Functional Localization Enforced Deep Anomaly Detection Using Fundus Images

arXiv — cs.LGTuesday, November 25, 2025 at 5:00:00 AM
  • A recent study has demonstrated the effectiveness of a Vision Transformer (ViT) classifier in detecting retinal diseases from fundus images, achieving accuracies between 0.789 and 0.843 across various datasets, including the newly developed AEyeDB. The study highlights the challenges posed by imaging quality and subtle disease manifestations, particularly in diabetic retinopathy and age-related macular degeneration, while noting glaucoma as a frequently misclassified condition.
  • This advancement is significant as it enhances the reliability of early detection methods for retinal diseases, which are critical for preventing vision loss. The consistent performance of the ViT classifier across heterogeneous datasets underscores its potential utility in clinical settings, providing a robust tool for ophthalmologists and researchers in the field of medical imaging.
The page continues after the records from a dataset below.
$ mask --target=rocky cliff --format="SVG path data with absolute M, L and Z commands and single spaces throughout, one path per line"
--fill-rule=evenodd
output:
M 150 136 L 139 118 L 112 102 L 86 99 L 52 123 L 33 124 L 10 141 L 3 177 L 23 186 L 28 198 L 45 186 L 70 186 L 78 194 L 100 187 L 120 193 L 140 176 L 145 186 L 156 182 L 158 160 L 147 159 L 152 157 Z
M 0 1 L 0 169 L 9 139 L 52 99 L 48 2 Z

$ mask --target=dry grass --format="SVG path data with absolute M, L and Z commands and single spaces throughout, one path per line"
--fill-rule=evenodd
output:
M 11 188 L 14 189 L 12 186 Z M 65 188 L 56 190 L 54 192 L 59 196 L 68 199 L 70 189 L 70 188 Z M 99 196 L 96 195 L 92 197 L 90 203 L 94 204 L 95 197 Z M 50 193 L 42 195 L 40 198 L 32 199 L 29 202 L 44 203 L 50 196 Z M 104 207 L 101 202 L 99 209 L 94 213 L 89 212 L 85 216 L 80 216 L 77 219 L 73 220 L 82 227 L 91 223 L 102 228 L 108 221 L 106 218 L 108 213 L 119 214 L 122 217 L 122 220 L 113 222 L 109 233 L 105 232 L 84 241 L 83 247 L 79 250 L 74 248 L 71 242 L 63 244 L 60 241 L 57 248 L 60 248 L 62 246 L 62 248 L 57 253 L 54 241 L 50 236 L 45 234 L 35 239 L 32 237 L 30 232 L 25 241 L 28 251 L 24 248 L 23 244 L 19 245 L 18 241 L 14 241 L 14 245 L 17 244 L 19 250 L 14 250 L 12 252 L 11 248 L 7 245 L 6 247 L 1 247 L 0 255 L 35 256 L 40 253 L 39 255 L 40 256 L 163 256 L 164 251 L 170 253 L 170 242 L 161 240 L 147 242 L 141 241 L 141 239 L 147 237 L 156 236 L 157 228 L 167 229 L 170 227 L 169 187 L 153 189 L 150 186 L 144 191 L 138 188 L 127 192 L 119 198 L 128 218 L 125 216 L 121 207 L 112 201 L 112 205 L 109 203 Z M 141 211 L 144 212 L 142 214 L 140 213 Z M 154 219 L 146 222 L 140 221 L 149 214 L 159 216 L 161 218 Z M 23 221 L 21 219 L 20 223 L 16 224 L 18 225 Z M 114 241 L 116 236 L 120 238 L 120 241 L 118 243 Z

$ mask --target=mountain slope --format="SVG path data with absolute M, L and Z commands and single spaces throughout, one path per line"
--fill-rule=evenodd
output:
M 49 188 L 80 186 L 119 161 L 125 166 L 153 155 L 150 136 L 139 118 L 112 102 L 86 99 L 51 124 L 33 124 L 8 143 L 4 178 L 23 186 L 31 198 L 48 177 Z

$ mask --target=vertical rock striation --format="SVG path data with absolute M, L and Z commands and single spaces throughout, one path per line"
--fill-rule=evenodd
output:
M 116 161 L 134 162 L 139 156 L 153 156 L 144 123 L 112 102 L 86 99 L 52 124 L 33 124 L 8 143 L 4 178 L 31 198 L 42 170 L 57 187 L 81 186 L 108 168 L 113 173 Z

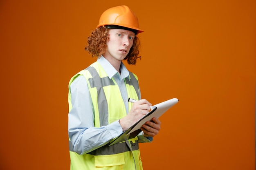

  • The findings reflect a growing trend in the application of advanced machine learning techniques, such as Vision Transformers, across various medical domains, including brain aging and pneumonia detection. This shift towards integrating sophisticated AI models aims to improve diagnostic accuracy and reduce subjectivity in medical assessments, addressing longstanding challenges in healthcare technology.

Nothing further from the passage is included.